Published online Nov 26, 2024. doi: 10.12998/wjcc.v12.i33.6604
Revised: September 17, 2024
Accepted: September 23, 2024
Published online: November 26, 2024
Processing time: 115 Days and 2.2 Hours
In this editorial, we comment on the article by Liu et al. Based on our analysis of a case report, we consider that early screening and recognition of primary nasal tuberculosis are crucial for patients undergoing treatment with tumor necrosis factor inhibitor (TNFi). While TNFi therapy increases the risk of reactivating latent tuberculosis, primary nasal tuberculosis remains rare due to the protective mechanisms of the nasal mucosa. Risk factors for primary nasal tuberculosis include minimally invasive nasal surgery, diabetes, and human immunodeficiency virus. Patients with early symptoms such as nasal congestion, rhinorrhea, altered olfaction, epistaxis, or ulceration, and unresponsive to conventional antibiotics and antihistamines should undergo early rhinoscopy, possibly followed by repeated tissue biopsies and acid-fast bacilli culture when necessary. When diagnosis is challenging, it is essential to consider local tuberculosis epidemiology and the efficacy of diagnostic anti-tuberculosis treatment. The preferred method for tuberculosis screening is the Interferon Gamma Release Assay, with a general recommendation for screening at 3 and 6 months after initial treatment and then every six months. However, the optimal frequency is not yet consensus-driven and may be increased in economically viable settings.
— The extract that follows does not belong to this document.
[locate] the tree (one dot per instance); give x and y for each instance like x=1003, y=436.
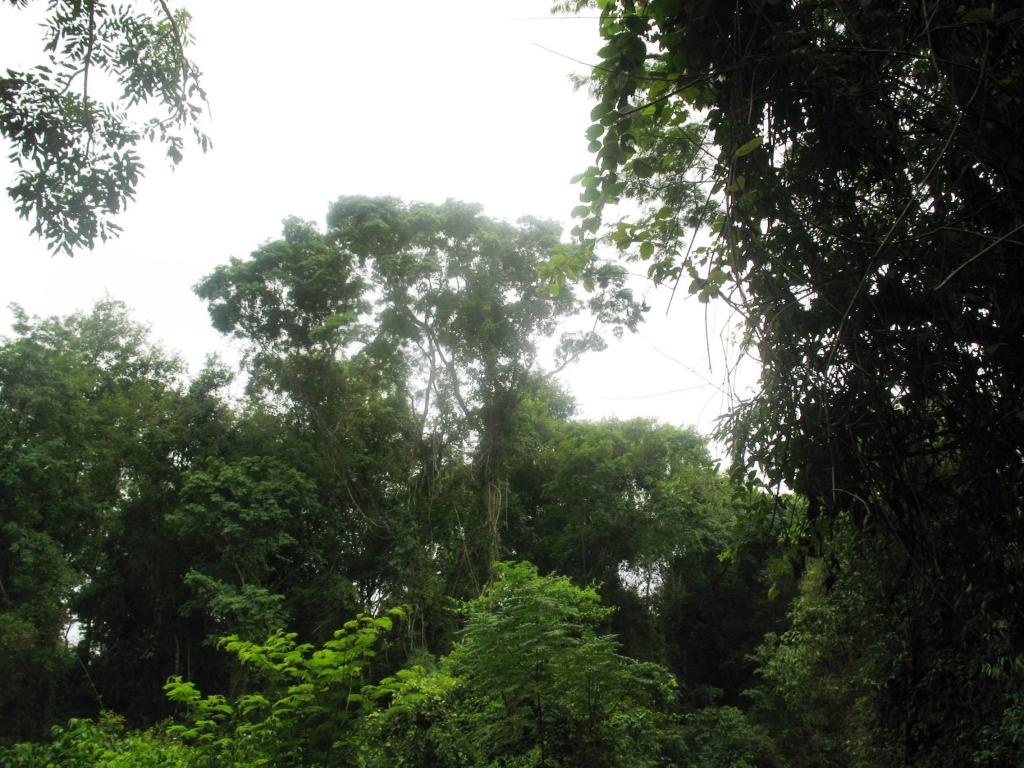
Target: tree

Core Tip: Patients receiving tumor necrosis factor inhibitor therapy rarely develop primary nasal tuberculosis, with diabetes, human immunodeficiency virus, and minimally invasive nasal surgery being risk factors. Early nasal endoscopy and an appropriately increased frequency of interferon gamma release assay testing may aid in the early screening and identification of nasal tuberculosis.